Abstract
INTRODUCTION
Synovial sarcoma (SS) is generally observed in adults, however it is the most common non-rhabdomyosarcoma soft tissue sarcoma during childhood. In our study we reviewed pediatric patients with SS followed in our clinic retrospectively.
METHODS
Patients with SS diagnosed between 1993 and 2017 in Ankara Oncology Training and Research Hospital included into the study. Their files were reviewed retrospectively, clinical presentation, treatments and response of patients to treatment were investigated.
RESULTS
We analyzed data of 15 pediatric patients. Median age of patients was 14.5 (13 – 17) years, in 14 patients tumor was located in extremities.

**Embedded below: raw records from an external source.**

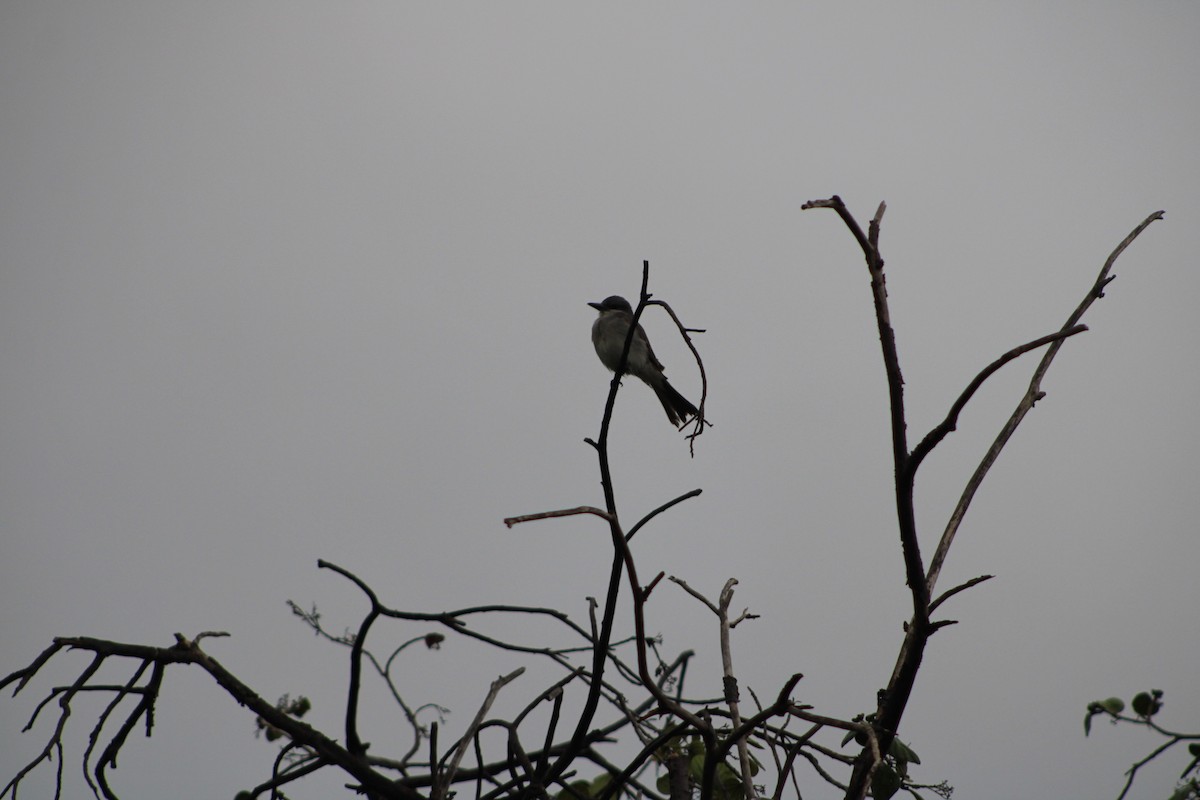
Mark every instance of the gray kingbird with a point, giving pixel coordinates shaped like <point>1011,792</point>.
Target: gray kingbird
<point>609,335</point>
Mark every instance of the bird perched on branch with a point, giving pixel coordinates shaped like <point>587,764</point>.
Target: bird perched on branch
<point>609,335</point>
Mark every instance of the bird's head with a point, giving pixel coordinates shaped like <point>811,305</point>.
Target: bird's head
<point>616,302</point>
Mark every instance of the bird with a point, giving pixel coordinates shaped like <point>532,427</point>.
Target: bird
<point>609,332</point>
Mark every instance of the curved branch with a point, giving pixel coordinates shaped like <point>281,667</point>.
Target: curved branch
<point>1032,395</point>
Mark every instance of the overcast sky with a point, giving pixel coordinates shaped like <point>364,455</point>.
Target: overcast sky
<point>286,281</point>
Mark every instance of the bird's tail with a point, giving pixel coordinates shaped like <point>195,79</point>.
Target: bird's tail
<point>676,405</point>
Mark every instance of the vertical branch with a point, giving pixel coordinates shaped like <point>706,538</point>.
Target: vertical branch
<point>892,701</point>
<point>600,645</point>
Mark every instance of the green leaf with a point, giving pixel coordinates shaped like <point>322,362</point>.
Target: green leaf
<point>885,782</point>
<point>901,752</point>
<point>729,781</point>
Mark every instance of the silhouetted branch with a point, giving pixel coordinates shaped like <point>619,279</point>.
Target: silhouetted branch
<point>1032,395</point>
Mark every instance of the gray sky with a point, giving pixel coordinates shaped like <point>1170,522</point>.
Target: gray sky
<point>288,281</point>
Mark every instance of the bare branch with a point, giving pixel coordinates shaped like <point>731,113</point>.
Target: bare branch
<point>1032,395</point>
<point>951,422</point>
<point>563,512</point>
<point>963,587</point>
<point>497,685</point>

When we grouped patients based on IRS staging; five patients (33.3%) were in group I, eight patients (53.3%) were in group II, and two patients (13.3%) were in group III. Four (33%) of the 12 patients that in first remission relapse occurred; in three patients there was isolated lung relapse and in one patient relapse was from lung and external iliac lymph node. Patients were followed median 28 (5 – 85) months, three years event free survival was 53.6%, and overall survival was 73%. When we compared three years overall survival of patients based on IRS staging; 75% in IRS group I; 100 % in IRS group II; and 0% in IRS group III (p; <0.001).
DISCUSSION AND CONCLUSION
Prognosis of synovial sarcoma during childhood is very bad if surgery is not performed. In patients with remission lung is the most common region for relapse, and patients should be followed carefully for relapse if unspecified small pulmonary nodules are detected. Multi centric studies with more patients should be performed to get more valid information about our country.